9 heures un jeudi matin, mon bus arrive à destination, c’est-à -dire au métro et on m’attaque avec le journal Métro et le 24H. La station est achalandée. Les dessins sur le sol pour indiquer où se trouvent les portes du wagon attirent une dizaine de personnes qui s’attroupent autour des dits dessins. On croirait observer des vautours en quête d’une proie. Je marche jusqu’au fond.
Le métro arrive finalement aux bercails. Tout le monde se jette dans les wagons que l’on pourrait qualifier de cage.
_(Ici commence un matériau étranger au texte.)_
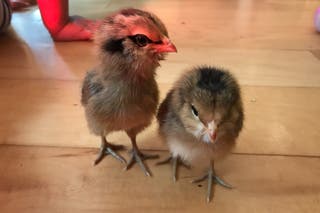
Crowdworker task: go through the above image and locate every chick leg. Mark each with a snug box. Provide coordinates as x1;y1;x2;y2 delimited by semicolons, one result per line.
125;133;159;177
156;156;190;182
94;136;127;165
192;162;233;203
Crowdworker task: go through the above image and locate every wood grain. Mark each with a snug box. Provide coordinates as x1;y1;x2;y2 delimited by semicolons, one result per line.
0;146;320;213
0;80;320;156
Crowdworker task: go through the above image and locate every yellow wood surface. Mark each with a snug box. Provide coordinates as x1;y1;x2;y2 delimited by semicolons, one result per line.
0;0;320;213
0;145;320;213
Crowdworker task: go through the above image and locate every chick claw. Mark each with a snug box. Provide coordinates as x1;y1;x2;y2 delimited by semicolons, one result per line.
156;156;190;182
94;143;127;165
192;167;233;203
125;148;159;177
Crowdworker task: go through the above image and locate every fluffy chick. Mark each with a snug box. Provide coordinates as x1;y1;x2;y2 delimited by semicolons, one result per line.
81;8;176;176
157;66;244;202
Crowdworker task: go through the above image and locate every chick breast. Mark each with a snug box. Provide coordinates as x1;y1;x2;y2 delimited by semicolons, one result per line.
82;71;159;135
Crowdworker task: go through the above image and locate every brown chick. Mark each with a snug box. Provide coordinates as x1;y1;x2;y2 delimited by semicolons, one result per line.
81;8;176;176
157;66;244;202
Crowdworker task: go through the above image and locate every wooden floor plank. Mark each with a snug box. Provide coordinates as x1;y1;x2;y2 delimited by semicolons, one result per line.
0;145;320;213
0;80;320;156
0;0;320;87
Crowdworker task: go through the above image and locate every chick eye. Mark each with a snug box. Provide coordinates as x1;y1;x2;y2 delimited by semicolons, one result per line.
191;105;199;117
130;34;152;47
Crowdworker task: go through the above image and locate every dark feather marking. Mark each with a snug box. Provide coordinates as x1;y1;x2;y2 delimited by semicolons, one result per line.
81;72;103;105
197;67;228;93
102;38;124;54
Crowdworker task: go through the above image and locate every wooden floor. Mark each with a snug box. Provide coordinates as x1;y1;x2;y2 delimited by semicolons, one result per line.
0;0;320;213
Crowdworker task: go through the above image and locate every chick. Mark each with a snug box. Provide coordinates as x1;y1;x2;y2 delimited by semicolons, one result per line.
157;66;244;202
81;8;177;176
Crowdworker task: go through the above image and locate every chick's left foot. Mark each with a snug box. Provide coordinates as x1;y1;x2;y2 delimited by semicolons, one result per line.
93;140;127;165
192;165;233;203
125;148;159;177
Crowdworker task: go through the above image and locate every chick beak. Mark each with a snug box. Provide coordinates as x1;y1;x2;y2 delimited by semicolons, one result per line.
210;131;217;143
208;121;218;143
154;39;177;53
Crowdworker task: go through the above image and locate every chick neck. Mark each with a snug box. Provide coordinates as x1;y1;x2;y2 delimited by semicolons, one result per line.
99;54;159;83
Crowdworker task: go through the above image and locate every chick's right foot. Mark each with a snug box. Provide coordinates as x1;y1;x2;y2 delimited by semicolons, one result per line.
94;143;127;165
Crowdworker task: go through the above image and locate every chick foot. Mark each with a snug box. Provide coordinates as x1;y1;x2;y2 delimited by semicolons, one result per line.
192;164;233;203
94;137;127;165
125;146;159;177
156;156;191;182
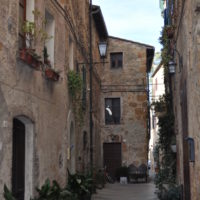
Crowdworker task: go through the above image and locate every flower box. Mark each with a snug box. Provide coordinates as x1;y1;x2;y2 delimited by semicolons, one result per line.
171;144;176;153
44;68;60;81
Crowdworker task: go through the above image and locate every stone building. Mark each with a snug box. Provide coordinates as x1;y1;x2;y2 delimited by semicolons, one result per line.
161;0;200;200
149;64;165;175
0;0;107;199
99;36;154;176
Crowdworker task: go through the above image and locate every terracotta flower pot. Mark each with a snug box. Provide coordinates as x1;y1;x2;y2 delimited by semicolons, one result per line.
45;68;59;81
19;49;26;61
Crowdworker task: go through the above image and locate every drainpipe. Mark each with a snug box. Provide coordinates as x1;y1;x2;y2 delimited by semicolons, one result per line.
89;0;93;173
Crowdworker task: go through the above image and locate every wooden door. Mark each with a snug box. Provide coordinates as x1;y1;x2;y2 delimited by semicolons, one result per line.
103;143;122;178
12;119;25;200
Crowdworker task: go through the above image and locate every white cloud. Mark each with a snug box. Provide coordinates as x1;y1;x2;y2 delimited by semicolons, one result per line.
93;0;163;50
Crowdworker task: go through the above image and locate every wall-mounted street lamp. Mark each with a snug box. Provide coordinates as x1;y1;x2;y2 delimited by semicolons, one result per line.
106;106;112;116
185;137;195;162
168;60;176;74
168;48;183;74
98;42;107;59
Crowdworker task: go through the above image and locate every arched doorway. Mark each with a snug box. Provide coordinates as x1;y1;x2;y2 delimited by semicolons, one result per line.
12;116;33;200
70;122;76;173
Je me faufile à travers la foule et je me trouve une place près des portes non utilisées. J’ai commencé à lire les nouvelles dans l’une des deux distributions gratuites, mais je me suis vite lassée de lire sur les déboires de la politique québécoise et canadienne.
J’ai commencé à observer ce que les gens faisaient autour de moi. Certains écoutaient de la musique, parlant de musique…on se doit de faire une pause anecdotique ici.
DÉBUT DE LA (GROSSE) PARENTHÈSE
S’il y a bien une chose que je ne peux pas supporter dans le métro, c’est bel et bien ceux et celles qui osent nous imposer leurs goûts musicaux. Le jeune homme, écoutait (rectifications faites, nous écoutions tous SA musique douteuse). Il me semble que ce n’est pas pour rien qu’on a inventé les ÉCOUTEURS. Vous savez, cette chose qu’on met dans ses oreilles ? Le message est clair. Merci!
FIN DE LA (GROSSE) PARENTHÈSE
Je disais ? J’observais les gens : certains fixaient le vide (les pire selon moi), d’autres surveillaient leurs progénitures, d’autres manquaient de mains pour faire autre chose que tenir leurs nombreux sacs et d’autres lisaient (ce qui nous intéresse le plus ici).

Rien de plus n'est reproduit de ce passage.